The highest profile recent departure is Jon Corzine, the former senior partner who is quitting to run for the Senate. He was followed by Mark Evans, head of global investment research.
Mr Evans, who was tipped by insiders for a very senior management role, announced last week that he is to leave in November to "pursue entrepreneurial activities in Northern California". However, there had been a rush of announcements at the end of last year of veterans opting to retire.
Analyst Judah Kraushaar at Merrill Lynch said in a report following a recent meeting with top Goldman officials, including David Viniar, the chief financial officer: "Goldman could see moderate employee turnover this year."
He added: "The offset has been that Goldman found it easier to attract new lateral hires now that it can offer stock in compensation packages."
Opponents of the plan to take the business public had argued that flotation would destroy the concept of partnership that lay at the heart of the Wall Street firm's success. The prospect of being one of the elect was traditionally a key motivator for middle-ranking staff.

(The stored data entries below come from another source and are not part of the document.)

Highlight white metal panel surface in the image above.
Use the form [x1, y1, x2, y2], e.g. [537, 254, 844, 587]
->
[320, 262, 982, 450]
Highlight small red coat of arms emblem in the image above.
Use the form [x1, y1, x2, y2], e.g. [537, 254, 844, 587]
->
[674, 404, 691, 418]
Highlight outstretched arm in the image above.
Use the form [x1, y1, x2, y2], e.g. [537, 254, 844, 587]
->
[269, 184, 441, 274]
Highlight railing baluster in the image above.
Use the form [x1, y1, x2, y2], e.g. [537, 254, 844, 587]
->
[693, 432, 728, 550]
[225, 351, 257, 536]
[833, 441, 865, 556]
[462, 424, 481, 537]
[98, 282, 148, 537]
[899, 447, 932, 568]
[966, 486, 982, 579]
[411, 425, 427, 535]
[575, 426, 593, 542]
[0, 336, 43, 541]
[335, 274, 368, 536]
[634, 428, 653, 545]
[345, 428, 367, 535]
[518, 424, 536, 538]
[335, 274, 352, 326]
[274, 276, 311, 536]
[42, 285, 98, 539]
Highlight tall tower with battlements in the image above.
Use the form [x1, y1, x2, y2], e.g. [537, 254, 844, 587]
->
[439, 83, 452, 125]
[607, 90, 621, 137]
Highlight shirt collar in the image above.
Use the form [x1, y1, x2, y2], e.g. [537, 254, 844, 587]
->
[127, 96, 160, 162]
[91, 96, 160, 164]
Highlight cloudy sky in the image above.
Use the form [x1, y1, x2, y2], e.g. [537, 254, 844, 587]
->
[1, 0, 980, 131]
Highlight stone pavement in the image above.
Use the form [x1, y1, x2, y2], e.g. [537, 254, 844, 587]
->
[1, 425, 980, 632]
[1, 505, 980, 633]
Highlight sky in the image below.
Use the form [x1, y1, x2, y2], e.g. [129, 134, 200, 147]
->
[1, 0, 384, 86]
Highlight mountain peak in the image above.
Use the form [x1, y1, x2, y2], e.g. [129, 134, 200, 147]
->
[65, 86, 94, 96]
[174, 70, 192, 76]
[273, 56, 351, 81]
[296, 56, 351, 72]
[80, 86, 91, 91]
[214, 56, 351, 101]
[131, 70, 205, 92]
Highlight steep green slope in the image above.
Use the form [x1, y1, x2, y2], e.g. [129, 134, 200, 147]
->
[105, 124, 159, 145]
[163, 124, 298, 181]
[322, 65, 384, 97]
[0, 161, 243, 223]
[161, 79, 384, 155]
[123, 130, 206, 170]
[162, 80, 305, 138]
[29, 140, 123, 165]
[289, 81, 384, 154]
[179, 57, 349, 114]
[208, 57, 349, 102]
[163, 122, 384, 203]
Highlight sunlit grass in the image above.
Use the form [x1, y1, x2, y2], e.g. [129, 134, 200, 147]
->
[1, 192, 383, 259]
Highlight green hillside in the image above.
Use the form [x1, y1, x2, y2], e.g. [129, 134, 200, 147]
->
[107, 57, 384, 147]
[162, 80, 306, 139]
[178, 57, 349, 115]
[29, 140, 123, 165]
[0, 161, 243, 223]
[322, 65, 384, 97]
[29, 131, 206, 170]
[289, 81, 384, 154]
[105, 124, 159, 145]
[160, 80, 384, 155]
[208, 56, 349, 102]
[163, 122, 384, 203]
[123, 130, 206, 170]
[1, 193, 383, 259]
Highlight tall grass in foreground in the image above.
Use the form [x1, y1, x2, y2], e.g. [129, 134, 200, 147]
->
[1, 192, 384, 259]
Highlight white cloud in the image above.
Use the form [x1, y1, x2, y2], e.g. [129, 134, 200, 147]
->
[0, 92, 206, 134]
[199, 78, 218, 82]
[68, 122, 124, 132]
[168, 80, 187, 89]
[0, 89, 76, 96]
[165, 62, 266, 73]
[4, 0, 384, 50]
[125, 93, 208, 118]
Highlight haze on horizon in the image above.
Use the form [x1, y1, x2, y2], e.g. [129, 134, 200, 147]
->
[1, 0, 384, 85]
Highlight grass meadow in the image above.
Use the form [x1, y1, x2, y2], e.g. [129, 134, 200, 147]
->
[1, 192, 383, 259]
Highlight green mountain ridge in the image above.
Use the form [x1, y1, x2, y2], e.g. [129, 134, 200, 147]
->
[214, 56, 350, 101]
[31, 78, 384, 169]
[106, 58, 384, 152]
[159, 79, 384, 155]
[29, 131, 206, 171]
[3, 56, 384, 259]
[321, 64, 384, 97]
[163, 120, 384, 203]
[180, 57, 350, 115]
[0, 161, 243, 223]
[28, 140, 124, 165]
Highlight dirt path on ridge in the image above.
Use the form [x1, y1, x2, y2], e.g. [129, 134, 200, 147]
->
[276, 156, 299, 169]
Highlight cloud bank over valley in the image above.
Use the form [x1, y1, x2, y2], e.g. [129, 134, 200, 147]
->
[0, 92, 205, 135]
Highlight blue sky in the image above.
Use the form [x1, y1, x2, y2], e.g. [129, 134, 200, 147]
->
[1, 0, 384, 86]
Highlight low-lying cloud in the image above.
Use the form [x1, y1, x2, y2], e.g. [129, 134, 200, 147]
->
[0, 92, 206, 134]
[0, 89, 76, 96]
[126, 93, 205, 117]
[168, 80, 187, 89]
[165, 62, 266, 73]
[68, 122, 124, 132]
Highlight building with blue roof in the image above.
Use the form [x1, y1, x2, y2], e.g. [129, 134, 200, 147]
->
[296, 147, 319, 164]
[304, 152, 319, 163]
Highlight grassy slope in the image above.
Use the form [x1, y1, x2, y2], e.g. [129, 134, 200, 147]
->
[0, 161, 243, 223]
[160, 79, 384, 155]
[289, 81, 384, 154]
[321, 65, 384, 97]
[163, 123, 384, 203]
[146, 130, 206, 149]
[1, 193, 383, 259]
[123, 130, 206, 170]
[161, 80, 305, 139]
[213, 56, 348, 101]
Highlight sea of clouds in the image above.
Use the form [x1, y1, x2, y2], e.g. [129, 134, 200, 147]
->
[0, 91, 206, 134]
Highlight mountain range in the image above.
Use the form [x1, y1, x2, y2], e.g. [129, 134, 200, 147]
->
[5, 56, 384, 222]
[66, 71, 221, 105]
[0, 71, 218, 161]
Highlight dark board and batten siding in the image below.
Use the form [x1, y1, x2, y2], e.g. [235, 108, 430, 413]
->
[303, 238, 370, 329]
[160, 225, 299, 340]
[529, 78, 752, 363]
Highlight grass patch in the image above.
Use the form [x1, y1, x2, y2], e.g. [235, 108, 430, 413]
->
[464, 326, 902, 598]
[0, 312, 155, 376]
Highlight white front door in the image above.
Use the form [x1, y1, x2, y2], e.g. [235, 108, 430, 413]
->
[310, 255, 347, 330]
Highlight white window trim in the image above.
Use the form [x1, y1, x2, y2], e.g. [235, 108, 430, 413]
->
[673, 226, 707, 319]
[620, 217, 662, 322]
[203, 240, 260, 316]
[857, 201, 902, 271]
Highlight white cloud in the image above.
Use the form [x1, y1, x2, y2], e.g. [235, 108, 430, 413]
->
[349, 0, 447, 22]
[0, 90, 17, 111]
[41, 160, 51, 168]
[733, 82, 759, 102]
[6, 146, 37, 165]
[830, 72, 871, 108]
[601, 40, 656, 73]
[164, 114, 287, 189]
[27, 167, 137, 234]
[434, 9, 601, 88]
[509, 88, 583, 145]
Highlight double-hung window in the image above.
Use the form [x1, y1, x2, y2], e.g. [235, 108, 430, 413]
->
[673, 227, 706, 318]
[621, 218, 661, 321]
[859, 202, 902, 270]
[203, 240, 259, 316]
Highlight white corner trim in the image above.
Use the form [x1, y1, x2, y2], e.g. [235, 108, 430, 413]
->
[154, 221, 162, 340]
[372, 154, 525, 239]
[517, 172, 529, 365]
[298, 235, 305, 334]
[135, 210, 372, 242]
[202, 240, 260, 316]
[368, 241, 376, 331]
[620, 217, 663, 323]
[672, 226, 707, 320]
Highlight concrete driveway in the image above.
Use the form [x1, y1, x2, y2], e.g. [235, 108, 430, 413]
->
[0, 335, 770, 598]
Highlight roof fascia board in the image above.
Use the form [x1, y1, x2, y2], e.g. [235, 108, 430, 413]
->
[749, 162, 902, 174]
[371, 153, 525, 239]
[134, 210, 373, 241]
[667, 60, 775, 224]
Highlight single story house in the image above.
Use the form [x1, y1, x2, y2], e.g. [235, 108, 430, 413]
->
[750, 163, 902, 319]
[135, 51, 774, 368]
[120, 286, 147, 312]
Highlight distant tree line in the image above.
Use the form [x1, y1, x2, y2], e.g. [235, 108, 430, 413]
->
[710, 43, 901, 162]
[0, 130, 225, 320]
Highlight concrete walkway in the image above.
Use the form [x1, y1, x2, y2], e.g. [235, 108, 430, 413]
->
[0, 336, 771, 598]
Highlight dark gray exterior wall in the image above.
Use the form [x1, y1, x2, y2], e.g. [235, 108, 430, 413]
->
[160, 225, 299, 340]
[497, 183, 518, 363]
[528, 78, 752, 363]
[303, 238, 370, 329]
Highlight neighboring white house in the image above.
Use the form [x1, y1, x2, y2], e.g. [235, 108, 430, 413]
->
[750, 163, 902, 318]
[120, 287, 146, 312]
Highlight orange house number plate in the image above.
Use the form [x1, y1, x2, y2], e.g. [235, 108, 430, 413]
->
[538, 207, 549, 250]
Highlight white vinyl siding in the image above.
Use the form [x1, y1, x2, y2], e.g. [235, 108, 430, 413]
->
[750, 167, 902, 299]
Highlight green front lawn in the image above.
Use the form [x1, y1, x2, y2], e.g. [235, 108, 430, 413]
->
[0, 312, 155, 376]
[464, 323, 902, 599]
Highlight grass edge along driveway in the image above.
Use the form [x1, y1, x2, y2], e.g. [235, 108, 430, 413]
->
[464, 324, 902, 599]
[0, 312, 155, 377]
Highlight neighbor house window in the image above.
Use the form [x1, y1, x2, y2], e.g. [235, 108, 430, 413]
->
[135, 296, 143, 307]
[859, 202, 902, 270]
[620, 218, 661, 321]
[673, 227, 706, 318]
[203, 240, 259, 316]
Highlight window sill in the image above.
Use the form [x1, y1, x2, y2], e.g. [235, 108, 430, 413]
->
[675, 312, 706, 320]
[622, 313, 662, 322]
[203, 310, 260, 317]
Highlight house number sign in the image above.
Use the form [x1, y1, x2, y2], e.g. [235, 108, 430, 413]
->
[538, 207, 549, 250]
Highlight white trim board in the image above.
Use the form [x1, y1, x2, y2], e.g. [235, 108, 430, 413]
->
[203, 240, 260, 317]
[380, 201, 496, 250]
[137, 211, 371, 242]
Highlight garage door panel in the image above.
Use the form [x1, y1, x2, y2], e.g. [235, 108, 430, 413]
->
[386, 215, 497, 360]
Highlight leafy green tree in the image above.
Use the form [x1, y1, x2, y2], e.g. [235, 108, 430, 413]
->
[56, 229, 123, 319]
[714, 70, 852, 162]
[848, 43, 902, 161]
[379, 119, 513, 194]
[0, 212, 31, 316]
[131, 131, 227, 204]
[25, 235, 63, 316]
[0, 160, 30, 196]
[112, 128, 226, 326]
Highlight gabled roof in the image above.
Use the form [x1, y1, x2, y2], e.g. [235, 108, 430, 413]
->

Before the partnership was dissolved Goldman had 221 partners. Following the public offering that effectively doubled the size of the senior management pool, the firm now has 540 managing directors.
Senior Goldman bankers argue that while they would like to keep the ethos intact, the fact that they can offer stock means the firm is in a better position to attract talented individuals from other investment banks.
They point out that in recent weeks Goldman has succeeded in poaching James Golob, the top-ranking telecoms analyst from Deutsche, and Terry Fitzgerald from Schroders to be head of equity capital markets in New York. However, one said: "We do not know what is going to happen at year end."
Under lock-in rules, partners who have stock worth more than $50m each cannot sell for five years, but there is nothing to stop them borrowing against their holdings.